The UK housing market continues to soften - especially in London and surrounding areas - and mortgage lender Nationwide said last week that annual house price growth cooled to a seven-month low of just 2.1% in March; well below consensus estimates of a 2.6% gain. Meantime, the Bank of England said the number of mortgages approved for house purchase fell to 63,910 in February from 67,110 in January, well below economists’ forecasts of a smaller drop to 66,000. The Confederation of British Industry’s distributive trades survey, meantime, showed the retail sales balance fell to -8 from +8 in February, confounding a median forecast of +15. The CBI report said, “Against a backdrop of stagnating household incomes and weak consumer confidence, the lengthy cold snap earlier this month has heaped added pressure on retailers… Freezing conditions and transport disruption caused people to avoid the high street. With many forced to work from home, telecoms firms saw record internet traffic, yet on-line shopping slowed sharply given the potential for disrupted deliveries.”
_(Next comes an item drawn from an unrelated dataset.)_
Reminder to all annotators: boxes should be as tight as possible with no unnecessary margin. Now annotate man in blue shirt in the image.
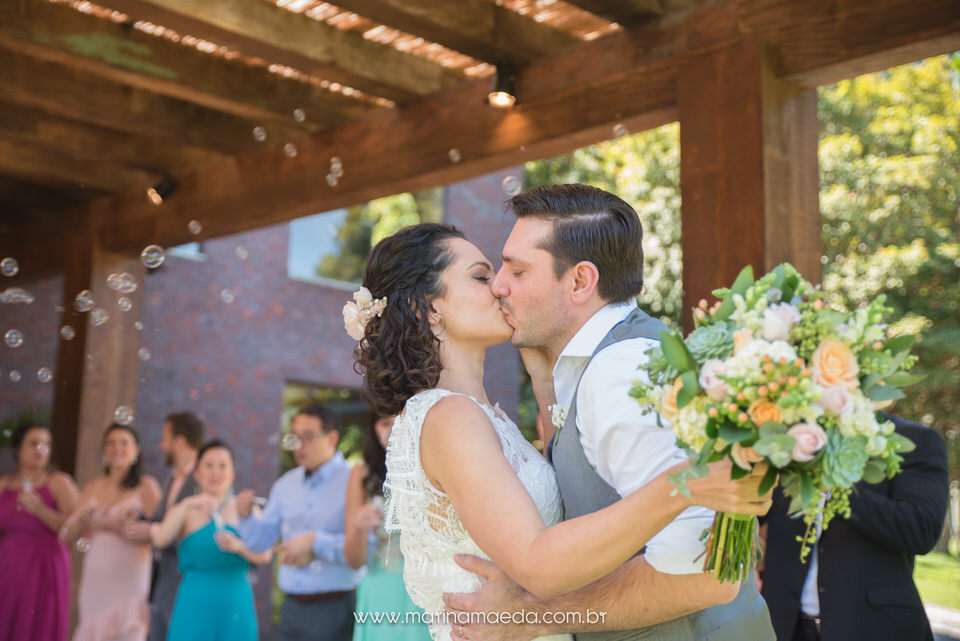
[237,405,363,641]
The second revision to the UK’s Q4 GDP numbers on Thursday didn’t contain any surprises, with quarterly growth unchanged at +0.4% and the annual rate at just 1.4% after 1.8% in Q3. Even with the significant depreciation of the GBP after the EU referendum back in June 2016, net trade was still estimated to have subtracted around 0.4% from GBP; a worse performance than after all other big depreciations of sterling in the post-war period. Elsewhere in the details of the report, household spending was estimated to have increased by 0.3%, while business investment increased by 0.3%, rather than held steady as previously thought. The economic data highlights for the week ahead will be the various PMI surveys (manufacturing, construction and services) released between Tuesday and Thursday. The pound ended last week at USD1.4025, GBP/AUD1.8255 and GBP/NZD1.9365.